= Animal testing at the University of Washington =

Practice at the University of Washington

The University of Washington practices animal testing for a variety of purposes, including biomedical testing and paramedic training. Testing is performed by faculty from various departments across the university, and is conducted on animals including dogs, rabbits, primates, pigs, sheep, gerbils, bobcats, ferrets, and coyotes. Testing on primates is done through the Washington National Primate Research Center, which is located on campus. Animal testing at UW is overseen by the university's Institutional Animal Care and Use Committee (IACUC).

==Use of live pigs==

===Paramedic training===
UW uses live pigs to train paramedics to perform a surgical airway procedure, in which a person's neck is cut into to create an emergency airway. This practice has received criticism from various individuals and organizations, including the Physicians Committee for Responsible Medicine (PCRM), members of the Washington House of Representatives, UW students, and paramedic Cindy Coker. The PCRM reported that each year UW uses 20-40 pigs for this training, after which the pigs are euthanized. In January 2017, eight members of the Washington House of Representatives sent a letter to UW asking them to consider replacing the procedures on pigs with other methods.

===Surgical training===
In 2019, UW's medical school resumed using live pigs for surgical training after a five-year hiatus. This decision was criticized by the Physicians Committee for Responsible Medicine as well as UW professor Lisa Jones-Engel.

In November of 2021 The University of Washington confirmed that it has ended the use of live animals including pigs for the training of paramedics.

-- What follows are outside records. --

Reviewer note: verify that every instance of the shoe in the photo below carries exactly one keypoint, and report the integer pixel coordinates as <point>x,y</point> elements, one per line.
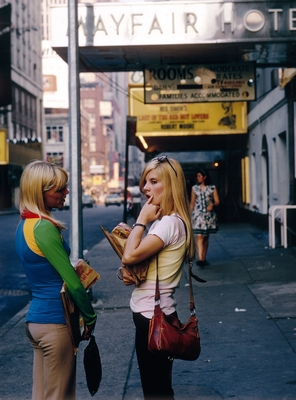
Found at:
<point>200,263</point>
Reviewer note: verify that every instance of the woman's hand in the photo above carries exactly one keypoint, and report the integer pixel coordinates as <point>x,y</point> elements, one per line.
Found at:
<point>210,207</point>
<point>149,212</point>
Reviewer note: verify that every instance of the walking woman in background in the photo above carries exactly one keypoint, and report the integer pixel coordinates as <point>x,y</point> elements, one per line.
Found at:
<point>204,197</point>
<point>169,239</point>
<point>45,259</point>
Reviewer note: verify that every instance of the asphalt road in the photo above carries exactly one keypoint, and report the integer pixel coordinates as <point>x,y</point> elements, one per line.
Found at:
<point>14,288</point>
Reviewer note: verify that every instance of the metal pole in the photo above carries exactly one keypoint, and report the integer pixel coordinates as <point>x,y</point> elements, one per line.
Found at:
<point>76,228</point>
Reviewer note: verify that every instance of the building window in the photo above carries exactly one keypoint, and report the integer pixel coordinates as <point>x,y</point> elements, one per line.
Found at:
<point>89,103</point>
<point>245,166</point>
<point>55,158</point>
<point>54,134</point>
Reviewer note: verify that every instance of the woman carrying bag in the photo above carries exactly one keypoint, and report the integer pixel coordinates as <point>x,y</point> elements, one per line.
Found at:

==Incidents and controversies==

===Lab incidents===

From 2011 to 2012, a member of a research team neglected to administer proper pain medication to thirty rabbits. On February 5, 2013, the same individual violated protocol by administering anesthesia to another rabbit improperly during surgery.

In 2013, a fractured pelvis was discovered in a rabbit, resulting in paralysis and euthanasia. Even though the laboratory claimed to have no explanation, it was discovered that a technician had handled the animal the day before, and a necropsy suggested that the injury occurred on that day.

In February 2014, the USDA discovered that a guinea pig had died, after receiving inadequate pain relief following an operation three days earlier.

=== IACUC membership confidentiality lawsuit ===

In 2022, due to pressure from the animal rights group PETA, the University of Washington agreed to publicly release the names of the members of UW's Institutional Animal Care and Use Committee (IACUC).
In response, the IACUC members, led by IACUC chair Jane Sullivan, sued UW claiming that public release of their names would threaten their safety.
Former UW IACUC member Lisa Jones-Engel criticized the attempt to keep the names private.
Jones-Engel claimed that hiding the names allows UW to hide the fact that the IACUC has an unbalanced composition and has a strong bias towards the promotion of animal experimentation.
In April 2022, a US district judge issued a preliminary injunction which prevented the release of the IACUC members' names.

==Animal Research and Care Facility (ARCF)==

A significant amount of animal testing at UW takes place at the Animal Research and Care Facility (ARCF), which is located at the south end of UW Seattle's campus on NE Pacific St.

===Development===
On November 14, 2013, UW's Board of Regents unanimously approved plans for a new animal testing lab. The facility was initially budgeted at $123.5 million. In January 2017, the Board of Regents approved an additional $18.5 million to finish construction.

Development of the lab was protested by animal rights activists. Several protests occurred during construction of the lab, with a large protest of about 500 people occurring on April 25, 2015.

In 2015, it was revealed by a King County Superior Court case that UW's governing board, the Board of Regents, violated Washington's Open Public Meetings Act law by discussing the new animal lab at the UW president's home. The judge determined that the Board of Regents violated the law on 24 occasions from 2012 to 2014, by discussing the animal lab and other business over dinner.